Las dimensiones de la casa en que vivimos no alcanzan para tener cuartos separados pero de todas maneras, se vive la alegría de un niño en casa, caminando por ahí se observa ropa pequeña, ositos de peluche, dos compartimentos de mi zapatero están llenos de zapatitos talla 19, las paredes guardan ecos de risas juegos y llantos de niña, fotos de bebés, un montaje fotográfico con el ángel de la guarda.

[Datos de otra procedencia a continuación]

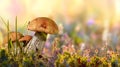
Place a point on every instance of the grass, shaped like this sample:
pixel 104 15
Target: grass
pixel 61 57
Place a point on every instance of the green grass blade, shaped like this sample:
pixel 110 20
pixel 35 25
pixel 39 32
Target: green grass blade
pixel 3 21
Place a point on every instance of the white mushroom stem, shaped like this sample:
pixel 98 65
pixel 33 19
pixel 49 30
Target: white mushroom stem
pixel 37 42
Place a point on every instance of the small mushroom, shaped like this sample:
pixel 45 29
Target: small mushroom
pixel 12 37
pixel 41 26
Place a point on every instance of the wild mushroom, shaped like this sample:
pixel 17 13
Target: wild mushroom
pixel 12 37
pixel 42 26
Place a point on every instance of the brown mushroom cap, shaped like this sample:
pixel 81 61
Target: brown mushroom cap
pixel 12 36
pixel 43 24
pixel 26 38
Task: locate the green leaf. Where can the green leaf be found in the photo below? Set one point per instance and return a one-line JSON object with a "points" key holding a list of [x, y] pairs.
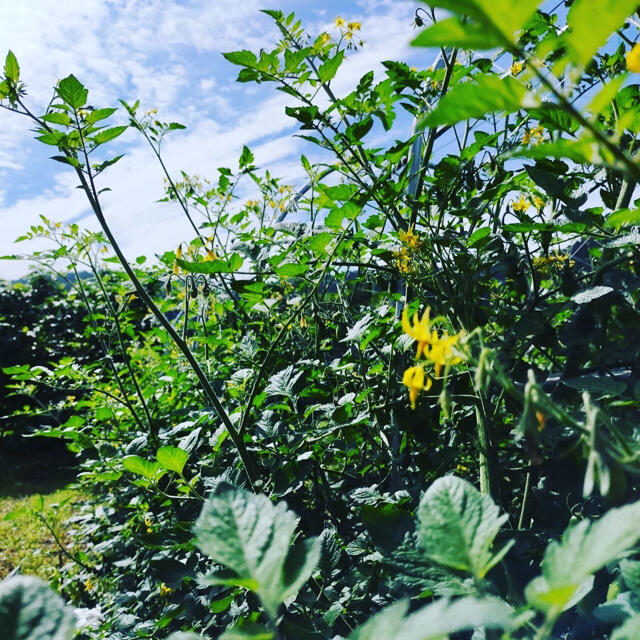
{"points": [[99, 114], [72, 91], [244, 58], [484, 95], [478, 236], [630, 630], [569, 564], [435, 621], [328, 69], [247, 631], [452, 32], [213, 266], [172, 458], [501, 18], [590, 23], [251, 536], [290, 269], [108, 134], [623, 218], [457, 526], [149, 469], [318, 243], [29, 610], [11, 67]]}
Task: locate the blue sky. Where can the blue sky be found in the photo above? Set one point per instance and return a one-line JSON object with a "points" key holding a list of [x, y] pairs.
{"points": [[167, 54]]}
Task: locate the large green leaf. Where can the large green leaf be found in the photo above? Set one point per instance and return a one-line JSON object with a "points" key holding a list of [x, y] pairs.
{"points": [[591, 22], [435, 621], [11, 67], [172, 458], [29, 610], [452, 32], [569, 564], [457, 526], [485, 94], [149, 469], [502, 18], [253, 537], [72, 91]]}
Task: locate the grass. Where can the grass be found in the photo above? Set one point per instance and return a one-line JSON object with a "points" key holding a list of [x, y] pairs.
{"points": [[34, 478]]}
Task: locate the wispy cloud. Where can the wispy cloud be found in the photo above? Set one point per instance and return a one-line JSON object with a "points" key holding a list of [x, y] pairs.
{"points": [[166, 54]]}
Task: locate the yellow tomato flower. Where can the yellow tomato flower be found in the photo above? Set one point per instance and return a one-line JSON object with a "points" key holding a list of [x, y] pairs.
{"points": [[633, 59], [410, 239], [419, 330], [516, 68], [441, 351], [414, 380], [521, 205]]}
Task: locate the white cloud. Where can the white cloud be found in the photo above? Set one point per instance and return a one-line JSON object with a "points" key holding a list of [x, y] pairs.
{"points": [[146, 49]]}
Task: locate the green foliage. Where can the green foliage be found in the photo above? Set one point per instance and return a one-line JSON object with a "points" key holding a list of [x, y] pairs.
{"points": [[266, 367], [253, 538], [29, 610]]}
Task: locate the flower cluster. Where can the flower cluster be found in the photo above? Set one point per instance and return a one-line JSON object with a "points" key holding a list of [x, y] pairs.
{"points": [[535, 134], [438, 349], [556, 262], [411, 243], [520, 205], [347, 29]]}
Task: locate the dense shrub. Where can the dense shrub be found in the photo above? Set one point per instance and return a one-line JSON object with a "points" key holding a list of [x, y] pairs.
{"points": [[433, 367]]}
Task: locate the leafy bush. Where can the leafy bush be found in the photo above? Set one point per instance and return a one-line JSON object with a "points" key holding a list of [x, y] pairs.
{"points": [[268, 362]]}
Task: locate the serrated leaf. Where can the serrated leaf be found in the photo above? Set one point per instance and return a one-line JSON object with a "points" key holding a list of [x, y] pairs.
{"points": [[485, 94], [108, 134], [11, 67], [149, 469], [569, 564], [253, 537], [172, 458], [247, 631], [435, 621], [327, 70], [590, 23], [72, 91], [452, 32], [623, 218], [457, 526], [30, 610], [213, 266], [99, 114]]}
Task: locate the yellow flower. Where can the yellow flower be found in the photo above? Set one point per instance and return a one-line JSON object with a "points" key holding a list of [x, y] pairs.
{"points": [[516, 68], [633, 59], [521, 205], [441, 351], [410, 239], [414, 380], [419, 330]]}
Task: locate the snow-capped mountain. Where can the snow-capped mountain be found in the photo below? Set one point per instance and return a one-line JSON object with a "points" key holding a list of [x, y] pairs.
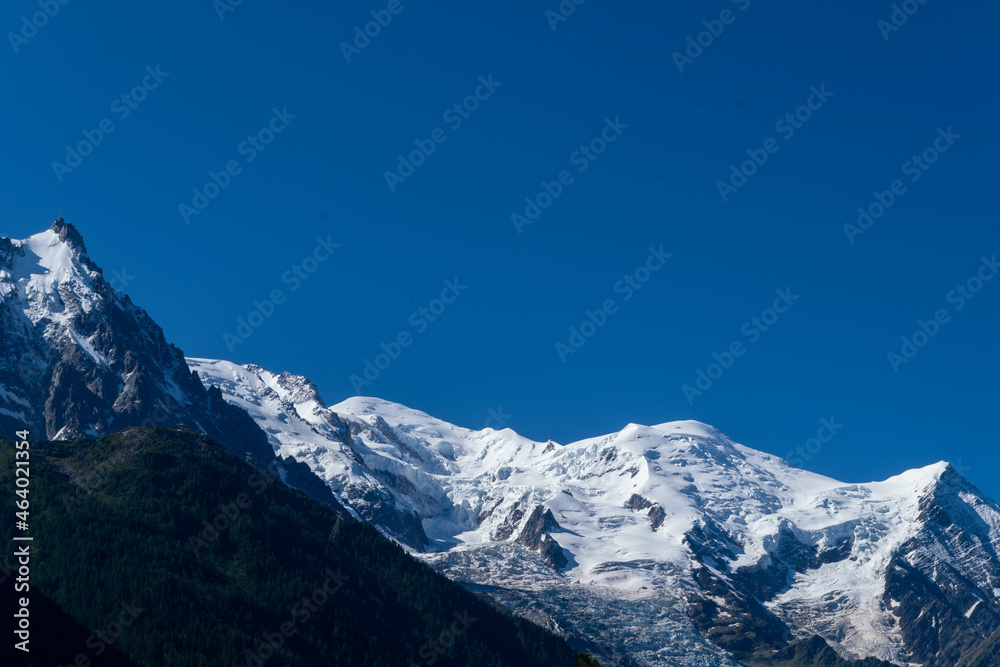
{"points": [[670, 542], [656, 545], [79, 359]]}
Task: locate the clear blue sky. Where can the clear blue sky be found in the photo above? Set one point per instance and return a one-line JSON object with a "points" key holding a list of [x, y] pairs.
{"points": [[656, 184]]}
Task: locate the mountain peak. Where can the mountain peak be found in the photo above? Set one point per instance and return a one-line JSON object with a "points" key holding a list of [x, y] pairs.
{"points": [[69, 235]]}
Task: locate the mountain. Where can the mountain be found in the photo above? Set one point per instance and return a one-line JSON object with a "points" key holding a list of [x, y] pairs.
{"points": [[655, 545], [673, 544], [174, 552], [80, 360]]}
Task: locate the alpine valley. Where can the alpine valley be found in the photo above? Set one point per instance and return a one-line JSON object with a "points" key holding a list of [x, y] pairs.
{"points": [[667, 544]]}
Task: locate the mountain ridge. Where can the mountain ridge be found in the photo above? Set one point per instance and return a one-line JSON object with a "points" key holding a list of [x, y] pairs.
{"points": [[672, 543]]}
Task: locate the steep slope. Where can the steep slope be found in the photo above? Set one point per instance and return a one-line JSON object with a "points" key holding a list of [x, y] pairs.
{"points": [[81, 360], [217, 564], [666, 531]]}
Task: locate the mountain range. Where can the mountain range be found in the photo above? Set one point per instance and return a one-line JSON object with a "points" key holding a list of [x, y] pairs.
{"points": [[666, 544]]}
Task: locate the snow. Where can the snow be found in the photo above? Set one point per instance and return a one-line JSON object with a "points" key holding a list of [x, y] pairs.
{"points": [[466, 485]]}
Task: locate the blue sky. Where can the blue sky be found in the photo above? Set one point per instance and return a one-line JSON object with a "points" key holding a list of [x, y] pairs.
{"points": [[551, 100]]}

Hay galletas mordidas y escondidas en los rincones donde solo ella sabe, plato de ositos y vaso pitillo en la caja de los platos. En la nevera hay alpinitos, yogur, queso y galletas, que no son para mí.
Hay una caneca con forma de hipopótamo donde ella encuentra sus juguetes; hay un reguero constante de libros a los pies de una estantería que pretende ser mi biblioteca; hay un termo con agua hervida, una olla con la marca de muchas hervidas de teteros.
En el baño hay un jabón antibacterial Freskids sólo para ella y un tarro grande de jabón líquido Agú para cabeza y cuerpo. Pronto habrá un "pato" porque ella ya está explorando el baño y entendiendo los conceptos de chichí y popó. Y con frecuencia encuentro grandes tiras de papel higiénico cuando me descuido y olvido poner el rollo en alto.
Vista así, mi casa con cuna parece un palacio. Es la alegría de la vida que crece y florece, de una persona que ocupa su espacio en mi espacio, con piernitas largas y la novedad de un día a día que no dejar caer la rutina en su interior.